アモルファスおよび準結晶急速凝固粉末の利用による高比強度Ａｌ基合金の開発

Abstract

Recent progress and present situation of high specific-sterngth Al-based alloys by the use of nonperiodic structure such as amorphous and quasicrystalline phases have been reviewed. Amorphous alloys with high tensile strength (σf) above 1000 MPa were obtained in Al-Ln-TM and Al-ETM-LTM (Ln=lanthanide metal, ETM= IV to VI group transition metal, LTM= VII and VIII group transition metal) systems by melt spinning and gas atomization.
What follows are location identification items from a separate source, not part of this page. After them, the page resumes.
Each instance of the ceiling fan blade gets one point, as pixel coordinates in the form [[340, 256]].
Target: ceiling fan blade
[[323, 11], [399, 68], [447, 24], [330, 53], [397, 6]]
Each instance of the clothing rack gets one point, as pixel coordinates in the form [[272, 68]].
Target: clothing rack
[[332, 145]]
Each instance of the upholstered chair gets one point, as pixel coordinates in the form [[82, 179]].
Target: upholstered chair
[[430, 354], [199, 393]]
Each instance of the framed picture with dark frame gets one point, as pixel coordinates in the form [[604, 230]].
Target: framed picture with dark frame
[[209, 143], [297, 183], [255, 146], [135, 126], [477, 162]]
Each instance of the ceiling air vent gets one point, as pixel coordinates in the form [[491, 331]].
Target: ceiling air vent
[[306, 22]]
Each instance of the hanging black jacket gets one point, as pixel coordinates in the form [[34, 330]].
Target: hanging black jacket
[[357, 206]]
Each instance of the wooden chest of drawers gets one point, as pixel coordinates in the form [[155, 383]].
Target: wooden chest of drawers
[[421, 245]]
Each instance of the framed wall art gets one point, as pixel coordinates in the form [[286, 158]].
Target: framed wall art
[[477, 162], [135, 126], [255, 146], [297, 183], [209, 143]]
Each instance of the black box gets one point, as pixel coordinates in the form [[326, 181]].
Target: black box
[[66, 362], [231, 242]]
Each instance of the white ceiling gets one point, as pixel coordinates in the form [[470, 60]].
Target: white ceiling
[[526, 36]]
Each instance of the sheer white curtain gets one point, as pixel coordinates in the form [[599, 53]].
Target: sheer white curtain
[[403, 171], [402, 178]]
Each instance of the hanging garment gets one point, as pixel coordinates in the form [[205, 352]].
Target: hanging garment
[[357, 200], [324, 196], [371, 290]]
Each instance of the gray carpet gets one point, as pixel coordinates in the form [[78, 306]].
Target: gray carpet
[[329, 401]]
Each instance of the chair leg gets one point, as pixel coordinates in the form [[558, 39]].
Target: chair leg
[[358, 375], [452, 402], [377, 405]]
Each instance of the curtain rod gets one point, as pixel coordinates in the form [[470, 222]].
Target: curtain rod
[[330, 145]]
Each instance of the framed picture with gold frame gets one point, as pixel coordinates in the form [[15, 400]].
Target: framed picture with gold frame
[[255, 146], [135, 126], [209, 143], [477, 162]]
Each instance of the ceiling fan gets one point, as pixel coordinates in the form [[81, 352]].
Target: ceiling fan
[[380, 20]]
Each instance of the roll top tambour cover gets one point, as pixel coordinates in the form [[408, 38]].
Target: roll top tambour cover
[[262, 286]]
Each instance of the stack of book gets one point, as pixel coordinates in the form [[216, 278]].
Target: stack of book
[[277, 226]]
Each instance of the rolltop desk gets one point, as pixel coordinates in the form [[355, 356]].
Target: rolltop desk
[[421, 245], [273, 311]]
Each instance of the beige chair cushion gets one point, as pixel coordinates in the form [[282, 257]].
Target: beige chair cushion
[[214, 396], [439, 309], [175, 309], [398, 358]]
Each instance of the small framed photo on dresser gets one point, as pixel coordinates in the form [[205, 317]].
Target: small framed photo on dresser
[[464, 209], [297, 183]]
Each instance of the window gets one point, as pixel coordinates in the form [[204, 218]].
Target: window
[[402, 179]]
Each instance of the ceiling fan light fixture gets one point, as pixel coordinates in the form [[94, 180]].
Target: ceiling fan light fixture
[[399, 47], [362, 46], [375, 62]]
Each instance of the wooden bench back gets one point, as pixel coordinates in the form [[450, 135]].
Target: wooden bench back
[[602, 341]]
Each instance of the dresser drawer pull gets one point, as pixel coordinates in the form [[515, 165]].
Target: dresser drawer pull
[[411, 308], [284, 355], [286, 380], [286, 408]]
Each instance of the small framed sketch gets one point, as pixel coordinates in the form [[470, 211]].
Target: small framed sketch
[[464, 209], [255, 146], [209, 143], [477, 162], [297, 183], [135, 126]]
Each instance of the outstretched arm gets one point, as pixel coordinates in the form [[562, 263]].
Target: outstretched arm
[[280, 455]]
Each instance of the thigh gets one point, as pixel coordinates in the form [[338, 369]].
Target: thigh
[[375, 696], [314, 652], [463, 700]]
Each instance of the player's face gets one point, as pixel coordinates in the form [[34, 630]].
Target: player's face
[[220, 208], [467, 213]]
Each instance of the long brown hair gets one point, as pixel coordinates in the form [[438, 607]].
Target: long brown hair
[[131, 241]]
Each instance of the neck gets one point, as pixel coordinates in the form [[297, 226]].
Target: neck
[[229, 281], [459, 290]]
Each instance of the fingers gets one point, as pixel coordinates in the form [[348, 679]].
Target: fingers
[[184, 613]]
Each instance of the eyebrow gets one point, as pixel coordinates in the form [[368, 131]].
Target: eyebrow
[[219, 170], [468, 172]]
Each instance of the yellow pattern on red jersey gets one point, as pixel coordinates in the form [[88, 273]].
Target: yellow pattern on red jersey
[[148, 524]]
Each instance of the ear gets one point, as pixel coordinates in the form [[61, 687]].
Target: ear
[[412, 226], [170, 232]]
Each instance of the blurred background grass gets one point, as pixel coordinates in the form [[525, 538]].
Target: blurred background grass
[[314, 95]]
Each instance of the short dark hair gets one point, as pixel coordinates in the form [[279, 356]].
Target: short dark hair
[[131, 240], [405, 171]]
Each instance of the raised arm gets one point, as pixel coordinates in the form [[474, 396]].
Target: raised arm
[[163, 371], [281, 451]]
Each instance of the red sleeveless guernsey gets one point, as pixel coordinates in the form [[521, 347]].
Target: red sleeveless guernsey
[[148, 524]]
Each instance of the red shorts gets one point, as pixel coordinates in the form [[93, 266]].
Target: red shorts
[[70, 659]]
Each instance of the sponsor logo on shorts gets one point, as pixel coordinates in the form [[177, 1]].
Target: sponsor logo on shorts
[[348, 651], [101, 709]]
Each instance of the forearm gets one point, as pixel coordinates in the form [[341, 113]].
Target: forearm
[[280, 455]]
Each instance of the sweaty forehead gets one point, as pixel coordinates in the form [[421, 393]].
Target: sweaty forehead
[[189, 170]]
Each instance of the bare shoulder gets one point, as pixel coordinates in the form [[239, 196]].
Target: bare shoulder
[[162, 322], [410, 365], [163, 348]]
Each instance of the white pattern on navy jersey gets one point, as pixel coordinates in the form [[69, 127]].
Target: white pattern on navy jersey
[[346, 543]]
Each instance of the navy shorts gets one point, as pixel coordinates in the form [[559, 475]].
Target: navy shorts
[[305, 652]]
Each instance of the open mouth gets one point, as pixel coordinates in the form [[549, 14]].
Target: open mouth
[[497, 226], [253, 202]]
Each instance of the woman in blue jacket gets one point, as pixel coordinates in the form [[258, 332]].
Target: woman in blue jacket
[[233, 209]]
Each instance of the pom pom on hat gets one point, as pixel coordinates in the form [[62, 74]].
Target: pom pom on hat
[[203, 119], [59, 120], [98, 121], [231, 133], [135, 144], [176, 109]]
The warm extrusion of atomized amorphous powders caused the formation of bulk nanostructure (NS) alloys consisting of compounds (Al11Ln3 and Al3Ni) with a size of 50 nm embedded in fcc-Al phase with a grain size of 100 to 200 nm and the NS alloys exhibit high σf of 700 to 1000 MPa, elongation of 1 to 8 %, high fatigue strength of 300 to 350 MPa and high elevated-temperature strength of 300 MPa at 573 K. The Al-based NS alloys have been used in some application fields which require high specific strength. Bisides, bulk nanoquasicrystalline (NQ) alloys consisting of nanoscale icosahedral particles with a size of 20 to 70 nm surrounded by fcc-Al phase with a spacing of about 10 nm were produced by warm extrusion of atomized powder in Al-Mn-Ce, Al-Cr-Ce-TM, Al-Mn-TM and Al-Cr-TM systems. The NQ alloys also exhibited good combined mechanical properties, i. e., high σf of 500 to 800 MPa, large elongations of 5 to 35 %, high impact fracture energies reaching 180 kJ/m2 and high elevated temperature strength of 260 MPa at 573 K. These properties are much superior to those for conventional Al-based alloys and hence the NQ alloys are also expected to develop as a new type of high specific-strength material.